3. Throughout modern materialistic science "chance" or "general randomness" is a major feature for all natural-system behavior. If you "eliminate" all relevant behavior that is highly probable and if it is possible to show that the entire "chance" category is highly improbable as a cause (which depends upon complete knowledge), then you can assert, in certain cases, that the pattern is "designed" if the pattern also satisfies within nature an independent humanly comprehensible "purposeful" pattern. Intelligence is inferred since the claim, in both the Dembski and Behe approach, is that such patterns indicate a type of intelligent "pre-design." But, as shown in 10 below, this conclusion is cosmology dependent. Further, for the Dembski approach, most members of the evolutionary community argue that one cannot assign the "highly improbable" status to biological entities due to the presence of unknown constituents during their evolutionary development and "natural selection" is capable of producing by mere chance the same design that serves the exact same describable purpose.
Relative to his approach, Behe himself accepts evolutionary processes as the major cause for biological development, with the exception of those few that meet his irreducible complexity notion. The evolutionary community has eliminated a vast amount of uncertainty in biological evolution by establishing redundancy as a common feature of living organisms. They also admit that the few examples of Behe's complexity notion have yet to be satisfactory "explained" by redundancy or any other mechanism. They also have no doubt that they will be able to "explain" this illusion after appropriate research. Irreducibly complex biological objects within nature can still be viewed probabilistically, but intuitively seem highly improbable when our present knowledge is applied. It appears that many known irreducibly complex patterns also satisfy Dembski's notion of specified-complexity. As mentioned, this notion is cosmology dependent.
There is the notion of "general or absolute randomness" used within philosophy. This notion is the stance that there is absolutely no relation, describable in any language, which would "predict explicitly" such behavior although the patterns can be described. Of course, one can often assign a subjective probabilistic measure to such a notion. For those that make this claim, there is a 100% chance that the behavior is "generally random." From the discussion in this section, one should conclude that any RID assertion that something is intelligently designed is tentative.
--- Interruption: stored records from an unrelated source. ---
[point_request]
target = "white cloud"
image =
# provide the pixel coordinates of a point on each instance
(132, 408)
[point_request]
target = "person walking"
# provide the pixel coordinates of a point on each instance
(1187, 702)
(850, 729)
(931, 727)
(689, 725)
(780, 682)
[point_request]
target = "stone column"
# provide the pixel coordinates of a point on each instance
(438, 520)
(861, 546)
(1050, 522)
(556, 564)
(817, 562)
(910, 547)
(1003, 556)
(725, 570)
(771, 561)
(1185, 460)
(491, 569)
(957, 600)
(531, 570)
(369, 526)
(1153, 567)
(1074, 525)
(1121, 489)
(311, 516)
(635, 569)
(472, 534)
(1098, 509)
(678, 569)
But since intelligence is defined in GID (9), it has been explicitly or implicitly established by mathematical analysis that any specific "chance" event that is probabilistically predicted to occur, or that satisfies any possible statistical distribution as well as any natural-system perturbation relative to predictive behavior is not only designed by an intelligent agent but each such event is guided in its presentation by an intelligently designed action.
There exists within the complete GGU-model, various intelligent designed signatures being displayed by application of the operators. GID results now show that any claimed general random behavior displays a specific a higher-intelligence signature (9a). Further, all such behavior serves a definite purpose. There are thousands of examples where human intelligence is applied to produce designs that serve only one purpose. The design simply "pleases" the designer. The designs may even be judged by some as mere "random" collections of entities. From the viewpoint of GID, if various levels of specifically described "mental" processes are applied to obtain any patterns of behavior for any physical objects, then independent from any individual's assumptions as to the significance of the patterns, they are defined as being intelligently produced and, hence, the patterns are intelligently designed.
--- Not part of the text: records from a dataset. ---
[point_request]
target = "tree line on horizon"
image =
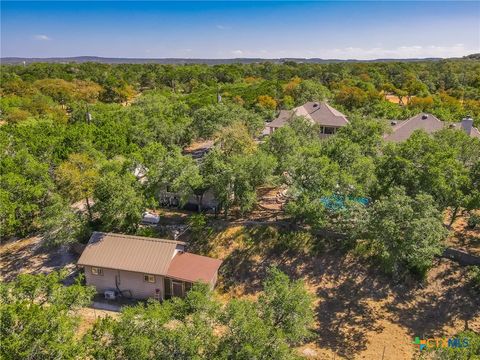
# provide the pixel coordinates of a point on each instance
(74, 135)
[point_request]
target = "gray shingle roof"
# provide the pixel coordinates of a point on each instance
(317, 112)
(427, 122)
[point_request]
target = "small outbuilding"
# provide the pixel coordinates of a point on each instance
(142, 267)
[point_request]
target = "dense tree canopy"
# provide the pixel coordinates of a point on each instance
(91, 146)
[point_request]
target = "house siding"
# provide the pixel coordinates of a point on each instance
(129, 281)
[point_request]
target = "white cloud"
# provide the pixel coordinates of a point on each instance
(42, 37)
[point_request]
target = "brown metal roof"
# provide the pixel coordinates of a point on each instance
(129, 253)
(192, 268)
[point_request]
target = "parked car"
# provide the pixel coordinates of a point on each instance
(150, 219)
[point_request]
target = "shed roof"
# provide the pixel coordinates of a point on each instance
(129, 253)
(192, 267)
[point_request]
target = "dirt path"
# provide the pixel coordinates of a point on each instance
(26, 256)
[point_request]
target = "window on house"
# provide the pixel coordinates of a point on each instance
(168, 288)
(97, 271)
(149, 278)
(329, 130)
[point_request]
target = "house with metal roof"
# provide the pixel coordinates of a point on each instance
(401, 130)
(141, 267)
(320, 113)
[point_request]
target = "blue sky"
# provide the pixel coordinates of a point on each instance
(341, 29)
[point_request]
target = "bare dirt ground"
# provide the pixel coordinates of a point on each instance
(25, 256)
(360, 313)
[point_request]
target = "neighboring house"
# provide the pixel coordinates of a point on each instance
(142, 267)
(320, 113)
(401, 130)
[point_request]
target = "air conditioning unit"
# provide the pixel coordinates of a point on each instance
(109, 295)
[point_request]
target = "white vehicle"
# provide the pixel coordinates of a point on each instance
(149, 218)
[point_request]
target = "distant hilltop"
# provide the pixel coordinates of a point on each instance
(105, 60)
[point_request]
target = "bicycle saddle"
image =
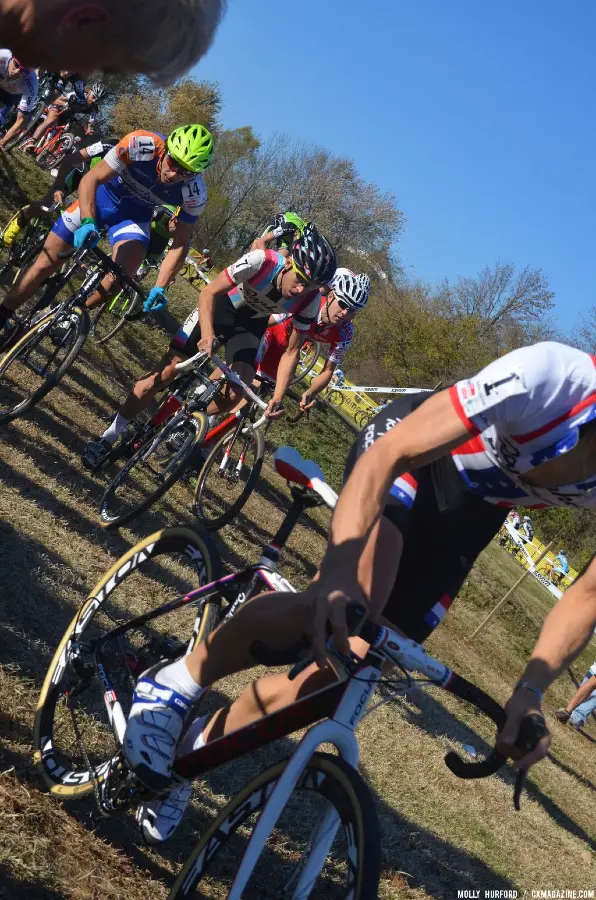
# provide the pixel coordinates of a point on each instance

4. (i) (Natural Law.) Obtaining a statement for a "natural law" whether from observed empirical evidence or by other means requires a human logic-system. (ii) (Scientific Theories.) A highly intelligent scientist using human mental processes constructs an exceptionally complex theory that predicts a pattern for natural-system behavior. It is verified by laboratory experiment that such a predicted pattern is highly probable. (iii) (General Applications of Natural Laws.) In order to make predictions for the highly probably physical behavior of a natural-system, it is easily shown either through computer simulation or directly that the application of human deductive processes is mimicking the step-by-step application of the natural laws that yields the predicted pattern. (For a specific illustration, see the chance.pdf file in chance.zip.) (iv) The vast majority of scientists accept that the behaviors described or predicted by natural laws and accepted physical theories correspond to reality.
GID states that (i), (ii) and (iii) satisfy the requirements for intelligently agency, whereas (i), (ii) and (iii) are rejected as examples of RID intelligent agency. I point out that (i), (ii), (iii) and (iv) yield observable evidence for the GID-model. [A more detailed discussion about the necessity for considering categories (i), (ii), (iii) as indicating intelligent design can be found in this article.]
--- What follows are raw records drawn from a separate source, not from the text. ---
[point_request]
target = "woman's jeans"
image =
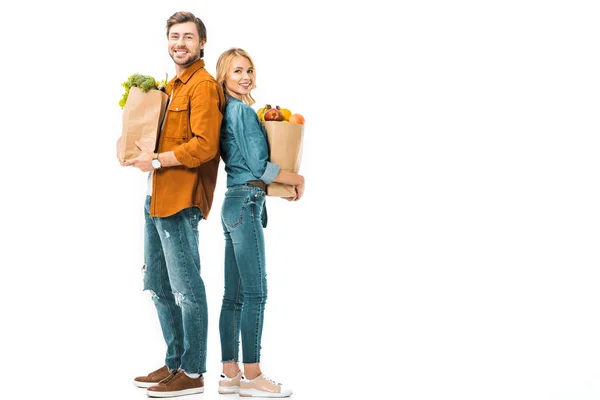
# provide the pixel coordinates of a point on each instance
(172, 274)
(245, 276)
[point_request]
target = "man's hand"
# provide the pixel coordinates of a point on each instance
(121, 161)
(144, 161)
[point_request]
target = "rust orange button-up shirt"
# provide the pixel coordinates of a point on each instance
(191, 129)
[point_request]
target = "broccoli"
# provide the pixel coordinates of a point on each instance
(144, 82)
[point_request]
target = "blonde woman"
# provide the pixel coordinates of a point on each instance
(244, 151)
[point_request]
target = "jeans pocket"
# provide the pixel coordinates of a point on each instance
(233, 210)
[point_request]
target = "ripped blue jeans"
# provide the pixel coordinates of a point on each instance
(172, 274)
(242, 310)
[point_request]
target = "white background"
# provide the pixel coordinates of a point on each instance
(447, 244)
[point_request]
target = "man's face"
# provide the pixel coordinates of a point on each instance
(184, 43)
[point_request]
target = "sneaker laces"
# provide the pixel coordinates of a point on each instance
(271, 380)
(170, 377)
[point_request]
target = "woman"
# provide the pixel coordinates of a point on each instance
(244, 151)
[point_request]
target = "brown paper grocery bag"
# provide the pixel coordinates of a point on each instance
(285, 149)
(142, 120)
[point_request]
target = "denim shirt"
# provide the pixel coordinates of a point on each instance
(244, 147)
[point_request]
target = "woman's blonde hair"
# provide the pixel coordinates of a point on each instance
(223, 64)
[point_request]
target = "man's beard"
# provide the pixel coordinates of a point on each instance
(188, 60)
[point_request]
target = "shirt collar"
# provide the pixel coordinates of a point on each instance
(189, 71)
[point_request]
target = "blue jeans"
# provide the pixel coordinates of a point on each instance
(172, 274)
(245, 294)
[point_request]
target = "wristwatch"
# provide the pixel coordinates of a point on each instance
(156, 162)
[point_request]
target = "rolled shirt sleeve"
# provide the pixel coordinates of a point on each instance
(205, 123)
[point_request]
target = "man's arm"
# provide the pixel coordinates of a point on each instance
(205, 123)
5. Any natural-system behavior or the patterns produced by such behavior that is classified as a restricted design is, as mentioned, also classified as a GID-design. Thus, the set of all restricted designs forms a subset of the set of all GID-designs. Most aspects of natural-system behavior and the patterns produced by such behavior do not satisfy the criteria for restricted design. But all such behavior does satisfy the requirements for GID-design. Hence, the set of all restricted designs forms a proper subset of the set of all GID-designs.
6. GID and restricted design theory make no fundamental appeal within their hypotheses to Scripture. Further, it's rather important that restricted design theorists, such as Dembski, admit that their theory does not imply a cause. "Now it's true that simply knowing that an object is complex and specified tells us nothing about its causal history. Even so, it's not clear why this should be regarded as a defect of the concept. It might equally well be regarded as a virtue for enabling us neatly to separate whether something is designed from how it was produced. . . the claim that they provide no causal story is true but hardly relevant - causal stories must always be assessed on a case-by-case basis independently from general statistical considerations" (4). These statements show another weakness of the RID approach compared with GID-model.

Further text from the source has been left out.